19. The method according to claim 18, wherein the administering step is continuous.

20. The method according to claim 18, wherein the administering step is carried out using a transdermal patch.

21. The method according to claim 18, wherein the administering step is carried out using an oral dosage form.

22. The method according to claim 18, wherein the administering step is carried out using an injectable dosage form.

23. The method according to claim 18, wherein the administering step is carried out using a subcutaneous dosage form.

24. A method of treating, inhibiting or preventing vascular disease in a mammal by reducing PAI-1 expression in said mammal, comprising the step of administering to said mammal an effective amount of a Vitamin D receptor activator or Vitamin D analog.

25. The method according to claim 24, wherein said Vitamin D receptor activator is paricalcitol or calcitriol.

26. The method according to claim 24, wherein said Vitamin D analog is doxercalciferol or alfacalcidol.

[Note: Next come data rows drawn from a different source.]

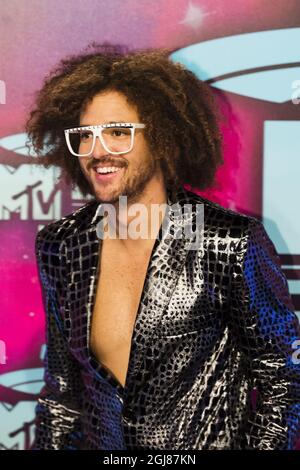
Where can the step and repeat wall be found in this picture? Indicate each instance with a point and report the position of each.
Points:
(247, 50)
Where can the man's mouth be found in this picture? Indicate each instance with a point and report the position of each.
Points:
(104, 173)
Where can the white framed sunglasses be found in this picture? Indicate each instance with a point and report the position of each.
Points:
(116, 138)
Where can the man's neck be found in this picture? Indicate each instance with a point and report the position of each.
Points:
(137, 223)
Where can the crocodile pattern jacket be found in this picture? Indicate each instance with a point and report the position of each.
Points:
(213, 325)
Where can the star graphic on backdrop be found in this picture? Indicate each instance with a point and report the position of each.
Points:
(194, 16)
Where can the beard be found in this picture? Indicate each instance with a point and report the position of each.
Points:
(133, 184)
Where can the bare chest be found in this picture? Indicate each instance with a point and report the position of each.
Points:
(120, 284)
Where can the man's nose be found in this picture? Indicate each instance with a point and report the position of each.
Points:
(99, 150)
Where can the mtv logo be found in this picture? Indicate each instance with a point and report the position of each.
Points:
(28, 191)
(19, 389)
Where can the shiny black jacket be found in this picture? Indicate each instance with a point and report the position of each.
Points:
(213, 324)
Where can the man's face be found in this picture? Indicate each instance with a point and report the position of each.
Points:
(137, 167)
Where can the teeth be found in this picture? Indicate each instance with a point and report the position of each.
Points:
(109, 169)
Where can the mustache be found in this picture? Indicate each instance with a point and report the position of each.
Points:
(117, 162)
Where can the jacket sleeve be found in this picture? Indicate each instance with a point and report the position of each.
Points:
(267, 331)
(57, 423)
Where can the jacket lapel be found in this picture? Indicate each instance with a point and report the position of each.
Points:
(166, 262)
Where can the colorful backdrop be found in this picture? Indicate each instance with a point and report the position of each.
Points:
(248, 50)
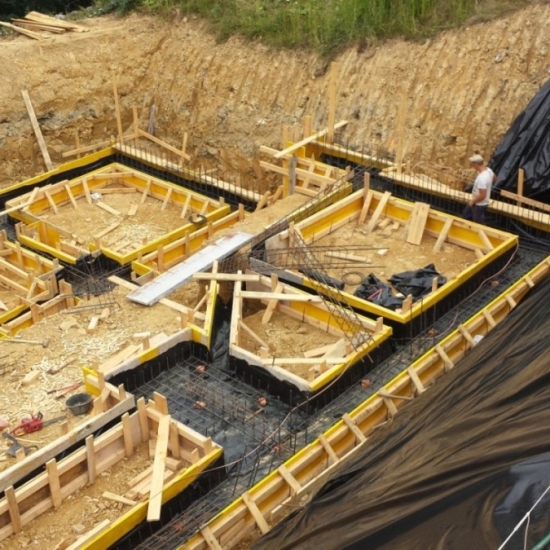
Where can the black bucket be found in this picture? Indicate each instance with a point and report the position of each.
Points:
(80, 403)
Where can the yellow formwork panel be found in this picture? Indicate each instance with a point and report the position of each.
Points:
(27, 185)
(461, 233)
(138, 514)
(50, 236)
(318, 315)
(312, 459)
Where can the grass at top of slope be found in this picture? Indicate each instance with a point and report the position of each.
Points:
(326, 26)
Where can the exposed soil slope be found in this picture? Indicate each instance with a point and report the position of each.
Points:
(449, 96)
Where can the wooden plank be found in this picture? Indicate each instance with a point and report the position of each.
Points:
(35, 460)
(204, 276)
(487, 243)
(127, 433)
(178, 152)
(256, 513)
(378, 212)
(359, 435)
(290, 479)
(26, 32)
(86, 149)
(51, 202)
(53, 480)
(306, 140)
(489, 318)
(107, 208)
(118, 358)
(143, 422)
(89, 536)
(209, 538)
(117, 113)
(185, 206)
(37, 131)
(157, 481)
(521, 179)
(258, 295)
(332, 101)
(443, 235)
(117, 498)
(106, 231)
(351, 257)
(252, 334)
(332, 456)
(271, 306)
(166, 198)
(417, 222)
(86, 190)
(415, 379)
(71, 196)
(444, 357)
(466, 334)
(524, 200)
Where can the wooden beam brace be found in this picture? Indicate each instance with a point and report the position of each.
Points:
(359, 435)
(256, 513)
(332, 456)
(159, 465)
(307, 140)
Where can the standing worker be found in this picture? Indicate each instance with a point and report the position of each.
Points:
(481, 190)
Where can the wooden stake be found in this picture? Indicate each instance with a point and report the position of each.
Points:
(146, 190)
(71, 197)
(37, 131)
(143, 422)
(166, 199)
(443, 235)
(256, 513)
(53, 480)
(136, 123)
(117, 112)
(521, 177)
(127, 434)
(185, 206)
(332, 101)
(90, 458)
(159, 465)
(13, 509)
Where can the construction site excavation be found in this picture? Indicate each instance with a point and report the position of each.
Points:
(205, 325)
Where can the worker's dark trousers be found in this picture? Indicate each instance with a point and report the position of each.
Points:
(475, 213)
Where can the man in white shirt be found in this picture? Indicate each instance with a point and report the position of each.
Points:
(481, 191)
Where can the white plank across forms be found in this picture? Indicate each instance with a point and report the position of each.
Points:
(153, 291)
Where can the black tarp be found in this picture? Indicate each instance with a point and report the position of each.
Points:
(459, 467)
(527, 145)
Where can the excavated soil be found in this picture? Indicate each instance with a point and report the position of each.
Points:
(400, 256)
(443, 97)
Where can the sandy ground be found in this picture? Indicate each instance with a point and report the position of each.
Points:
(83, 509)
(287, 337)
(457, 93)
(401, 256)
(70, 348)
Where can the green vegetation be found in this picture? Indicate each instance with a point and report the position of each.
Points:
(323, 25)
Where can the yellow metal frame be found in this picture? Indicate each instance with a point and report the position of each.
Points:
(461, 233)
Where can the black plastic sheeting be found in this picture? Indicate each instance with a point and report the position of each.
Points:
(526, 145)
(459, 467)
(416, 283)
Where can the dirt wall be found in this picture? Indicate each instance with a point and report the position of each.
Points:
(446, 96)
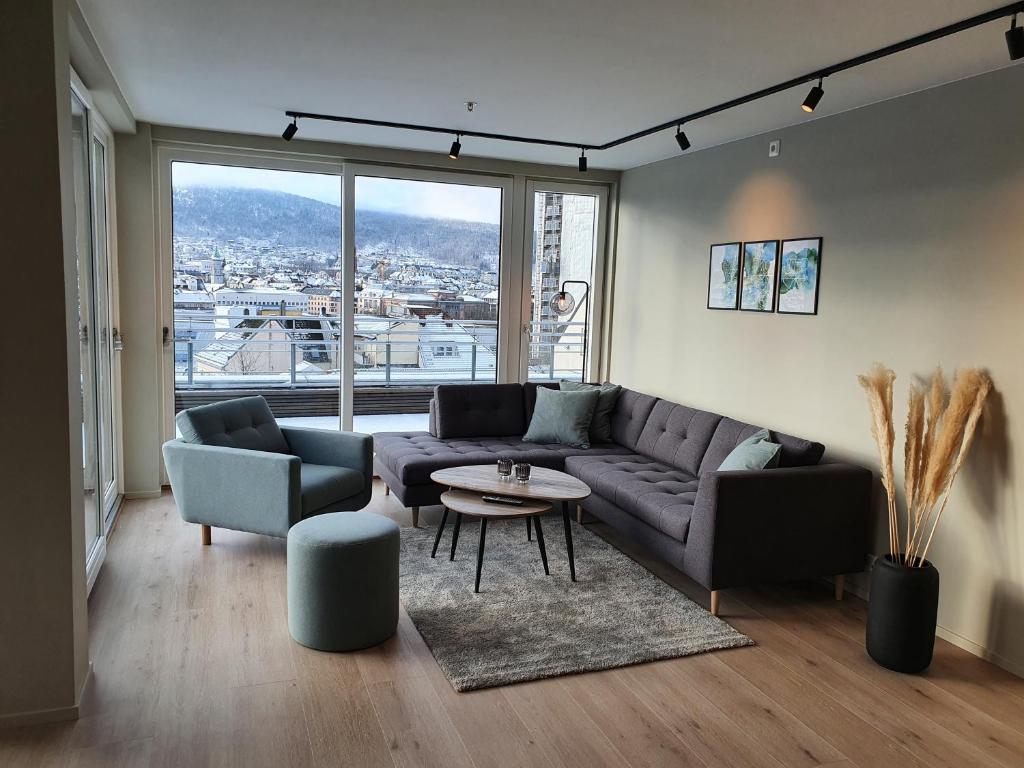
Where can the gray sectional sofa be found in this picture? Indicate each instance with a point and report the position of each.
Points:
(658, 483)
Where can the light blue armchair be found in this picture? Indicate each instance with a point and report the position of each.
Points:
(236, 468)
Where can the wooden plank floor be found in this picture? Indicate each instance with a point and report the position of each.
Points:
(194, 667)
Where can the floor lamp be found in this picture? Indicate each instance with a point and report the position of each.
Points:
(563, 303)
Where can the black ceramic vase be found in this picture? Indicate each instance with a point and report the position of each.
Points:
(901, 614)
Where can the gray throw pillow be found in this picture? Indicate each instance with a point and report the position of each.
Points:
(607, 395)
(562, 417)
(757, 452)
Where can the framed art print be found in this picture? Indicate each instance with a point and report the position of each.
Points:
(723, 276)
(799, 275)
(757, 288)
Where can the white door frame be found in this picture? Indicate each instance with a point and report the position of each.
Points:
(596, 297)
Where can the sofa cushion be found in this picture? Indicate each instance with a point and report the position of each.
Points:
(242, 423)
(600, 425)
(678, 435)
(629, 417)
(323, 485)
(529, 396)
(471, 410)
(413, 456)
(562, 417)
(757, 452)
(660, 496)
(796, 451)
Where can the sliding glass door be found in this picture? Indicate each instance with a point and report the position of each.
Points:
(96, 331)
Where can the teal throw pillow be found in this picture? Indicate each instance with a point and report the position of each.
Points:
(607, 395)
(757, 452)
(562, 417)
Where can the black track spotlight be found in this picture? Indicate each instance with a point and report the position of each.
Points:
(1015, 40)
(813, 96)
(684, 143)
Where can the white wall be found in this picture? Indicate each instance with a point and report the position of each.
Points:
(921, 204)
(43, 642)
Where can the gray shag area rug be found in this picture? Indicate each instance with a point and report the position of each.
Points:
(525, 626)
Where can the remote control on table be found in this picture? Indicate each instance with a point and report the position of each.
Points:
(510, 500)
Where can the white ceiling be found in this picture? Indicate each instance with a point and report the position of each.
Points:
(574, 70)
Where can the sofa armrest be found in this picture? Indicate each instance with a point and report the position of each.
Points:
(778, 524)
(335, 449)
(254, 491)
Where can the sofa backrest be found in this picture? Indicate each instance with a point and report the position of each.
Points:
(629, 417)
(678, 435)
(479, 410)
(796, 451)
(241, 423)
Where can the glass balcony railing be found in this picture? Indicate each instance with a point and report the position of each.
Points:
(265, 351)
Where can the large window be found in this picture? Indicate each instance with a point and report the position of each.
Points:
(271, 294)
(563, 257)
(427, 266)
(256, 259)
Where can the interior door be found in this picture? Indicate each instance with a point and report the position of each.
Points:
(81, 146)
(104, 342)
(565, 253)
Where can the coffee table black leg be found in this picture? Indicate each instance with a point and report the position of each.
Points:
(568, 540)
(540, 543)
(440, 529)
(455, 532)
(479, 552)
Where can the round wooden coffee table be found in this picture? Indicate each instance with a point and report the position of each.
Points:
(468, 484)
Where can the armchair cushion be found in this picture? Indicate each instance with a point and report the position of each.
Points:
(242, 423)
(324, 485)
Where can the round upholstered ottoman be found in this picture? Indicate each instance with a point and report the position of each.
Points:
(343, 581)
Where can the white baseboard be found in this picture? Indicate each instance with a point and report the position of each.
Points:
(142, 494)
(56, 715)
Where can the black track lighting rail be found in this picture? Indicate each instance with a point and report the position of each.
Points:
(1003, 11)
(435, 129)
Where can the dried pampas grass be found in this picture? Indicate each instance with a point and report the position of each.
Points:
(938, 438)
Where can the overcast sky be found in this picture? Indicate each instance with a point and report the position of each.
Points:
(413, 198)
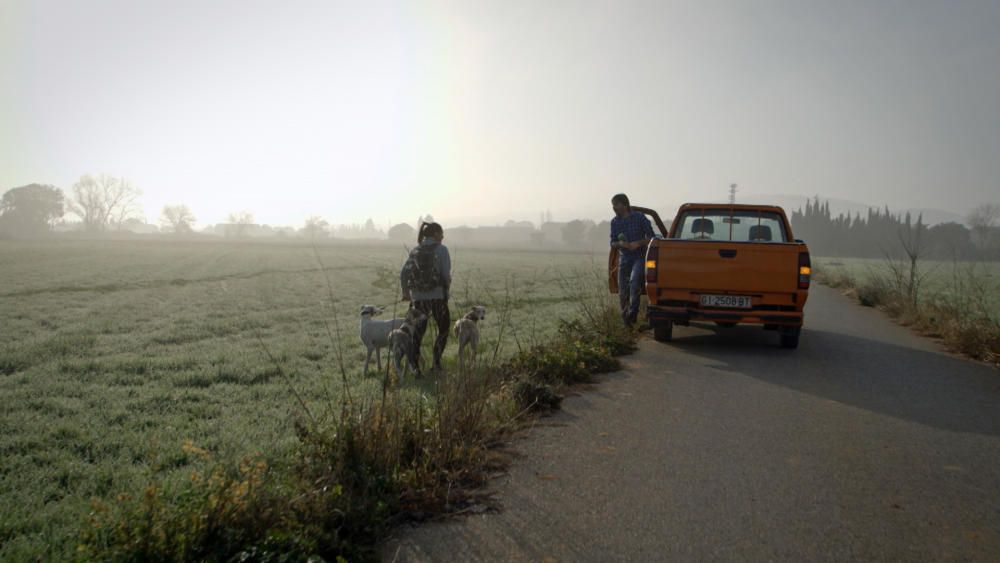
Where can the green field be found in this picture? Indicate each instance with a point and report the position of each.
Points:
(941, 281)
(117, 353)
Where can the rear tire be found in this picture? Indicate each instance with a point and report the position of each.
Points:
(664, 332)
(790, 339)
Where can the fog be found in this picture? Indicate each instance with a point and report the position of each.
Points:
(480, 112)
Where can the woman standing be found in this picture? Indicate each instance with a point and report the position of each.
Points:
(425, 279)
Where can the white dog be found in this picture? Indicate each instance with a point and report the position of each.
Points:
(375, 334)
(467, 332)
(402, 342)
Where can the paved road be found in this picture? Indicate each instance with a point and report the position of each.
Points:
(866, 443)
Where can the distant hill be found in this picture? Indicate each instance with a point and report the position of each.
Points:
(837, 206)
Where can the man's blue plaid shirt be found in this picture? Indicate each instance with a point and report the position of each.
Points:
(636, 226)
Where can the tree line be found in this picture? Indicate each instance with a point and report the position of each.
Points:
(881, 233)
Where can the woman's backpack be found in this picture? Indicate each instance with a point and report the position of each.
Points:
(421, 268)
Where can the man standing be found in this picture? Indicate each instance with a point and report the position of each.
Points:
(630, 233)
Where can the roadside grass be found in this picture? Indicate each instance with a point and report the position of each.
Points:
(957, 302)
(227, 414)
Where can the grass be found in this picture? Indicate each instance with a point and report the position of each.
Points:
(957, 302)
(148, 383)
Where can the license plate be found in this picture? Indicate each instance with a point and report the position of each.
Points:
(726, 301)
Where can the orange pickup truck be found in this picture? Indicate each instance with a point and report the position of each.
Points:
(727, 264)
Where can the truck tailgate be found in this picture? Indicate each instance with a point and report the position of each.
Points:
(726, 267)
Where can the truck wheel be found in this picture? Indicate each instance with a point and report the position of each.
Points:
(664, 332)
(790, 339)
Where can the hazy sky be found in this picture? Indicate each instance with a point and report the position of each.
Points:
(481, 111)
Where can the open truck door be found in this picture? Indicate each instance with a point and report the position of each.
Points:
(613, 253)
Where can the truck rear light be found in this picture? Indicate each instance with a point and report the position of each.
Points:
(651, 256)
(805, 270)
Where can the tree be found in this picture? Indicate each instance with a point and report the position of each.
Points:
(982, 219)
(31, 210)
(104, 201)
(402, 232)
(177, 218)
(240, 222)
(315, 226)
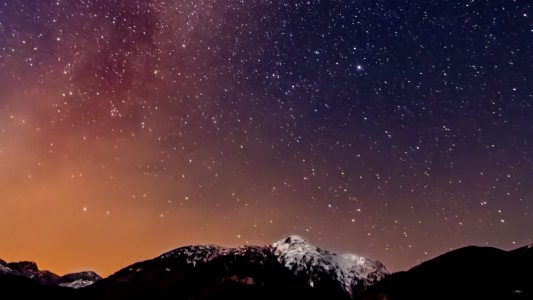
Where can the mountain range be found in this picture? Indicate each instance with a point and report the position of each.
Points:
(291, 268)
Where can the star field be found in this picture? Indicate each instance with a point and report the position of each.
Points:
(397, 130)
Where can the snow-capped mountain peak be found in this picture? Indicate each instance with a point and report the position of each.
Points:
(353, 272)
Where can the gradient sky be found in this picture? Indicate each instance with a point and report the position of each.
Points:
(396, 130)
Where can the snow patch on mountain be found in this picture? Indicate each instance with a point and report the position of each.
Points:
(5, 270)
(78, 284)
(353, 272)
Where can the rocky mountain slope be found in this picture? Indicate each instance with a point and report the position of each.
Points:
(467, 273)
(288, 269)
(29, 270)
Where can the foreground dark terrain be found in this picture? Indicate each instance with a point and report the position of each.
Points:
(289, 269)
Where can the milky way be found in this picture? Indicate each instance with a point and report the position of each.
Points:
(397, 130)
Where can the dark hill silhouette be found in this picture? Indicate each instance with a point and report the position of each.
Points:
(467, 273)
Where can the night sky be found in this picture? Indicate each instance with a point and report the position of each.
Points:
(396, 130)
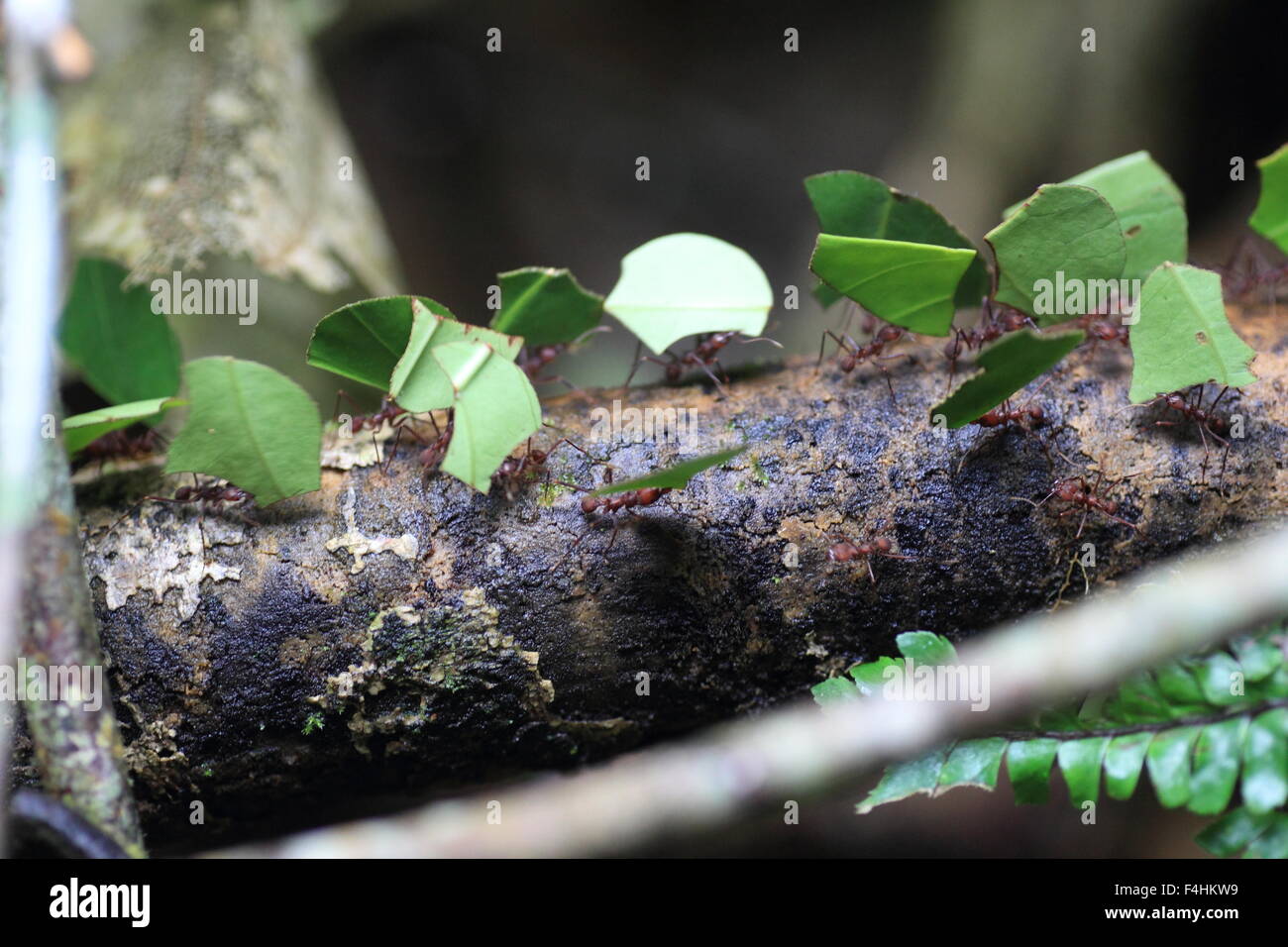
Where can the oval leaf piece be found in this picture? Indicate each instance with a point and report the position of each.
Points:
(84, 429)
(1064, 236)
(911, 285)
(252, 427)
(493, 411)
(365, 341)
(686, 283)
(1008, 367)
(125, 351)
(546, 307)
(1183, 337)
(850, 204)
(417, 381)
(675, 476)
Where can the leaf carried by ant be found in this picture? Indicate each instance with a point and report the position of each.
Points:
(1183, 335)
(675, 476)
(417, 382)
(686, 283)
(545, 305)
(249, 425)
(494, 408)
(365, 341)
(1008, 365)
(125, 351)
(851, 204)
(911, 285)
(85, 428)
(1064, 236)
(1150, 210)
(1270, 217)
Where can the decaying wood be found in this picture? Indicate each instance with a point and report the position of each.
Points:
(398, 635)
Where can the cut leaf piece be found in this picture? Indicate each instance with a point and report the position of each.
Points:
(911, 285)
(252, 427)
(1183, 337)
(686, 283)
(1270, 218)
(365, 341)
(494, 410)
(546, 307)
(850, 204)
(675, 476)
(125, 351)
(1008, 365)
(80, 431)
(1150, 210)
(1063, 243)
(417, 382)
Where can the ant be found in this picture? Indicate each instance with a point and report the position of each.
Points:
(844, 549)
(535, 359)
(1083, 496)
(1205, 419)
(703, 355)
(612, 502)
(874, 351)
(515, 471)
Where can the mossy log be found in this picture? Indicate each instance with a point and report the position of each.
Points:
(397, 634)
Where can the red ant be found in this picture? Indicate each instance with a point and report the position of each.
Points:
(703, 355)
(874, 351)
(1205, 419)
(533, 360)
(612, 502)
(1080, 495)
(844, 549)
(515, 471)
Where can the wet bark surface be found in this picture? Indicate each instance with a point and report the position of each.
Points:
(398, 634)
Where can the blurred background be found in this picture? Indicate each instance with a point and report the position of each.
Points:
(482, 162)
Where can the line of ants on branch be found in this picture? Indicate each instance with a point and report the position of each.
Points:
(519, 471)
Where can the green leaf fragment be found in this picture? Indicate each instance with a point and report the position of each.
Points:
(1270, 217)
(80, 431)
(675, 476)
(1064, 236)
(1029, 766)
(546, 307)
(494, 410)
(686, 283)
(910, 285)
(1006, 367)
(417, 381)
(850, 204)
(252, 427)
(1183, 337)
(125, 351)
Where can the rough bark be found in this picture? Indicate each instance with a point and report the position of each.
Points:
(438, 639)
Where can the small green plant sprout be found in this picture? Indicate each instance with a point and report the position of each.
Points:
(1005, 367)
(1201, 727)
(1149, 206)
(675, 476)
(546, 307)
(494, 408)
(250, 425)
(417, 381)
(125, 351)
(688, 283)
(1270, 217)
(80, 431)
(850, 204)
(1065, 235)
(1183, 337)
(909, 285)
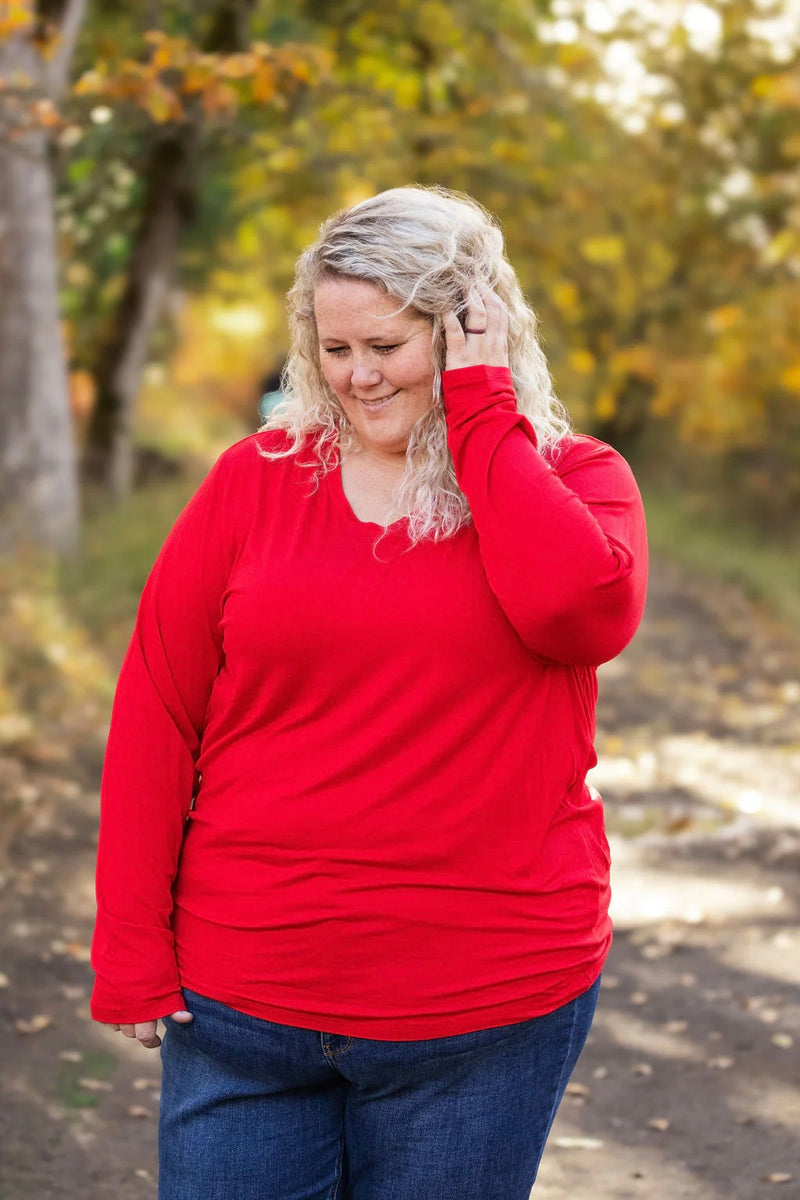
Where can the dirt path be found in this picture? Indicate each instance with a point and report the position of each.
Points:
(690, 1086)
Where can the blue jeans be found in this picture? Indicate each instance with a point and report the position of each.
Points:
(252, 1110)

27. A method of treating, inhibiting or preventing thrombosis in a mammal in need of said treatment, inhibition or prevention, comprising the step of administering to said mammal an effective amount of a Vitamin D receptor activator or Vitamin D analog.

28. The method according to claim 27, wherein said Vitamin D receptor. activator is paricalcitol or calcitriol.

29. The method according to claim 27, wherein said Vitamin D analog is doxercalciferol or alfacalcidol.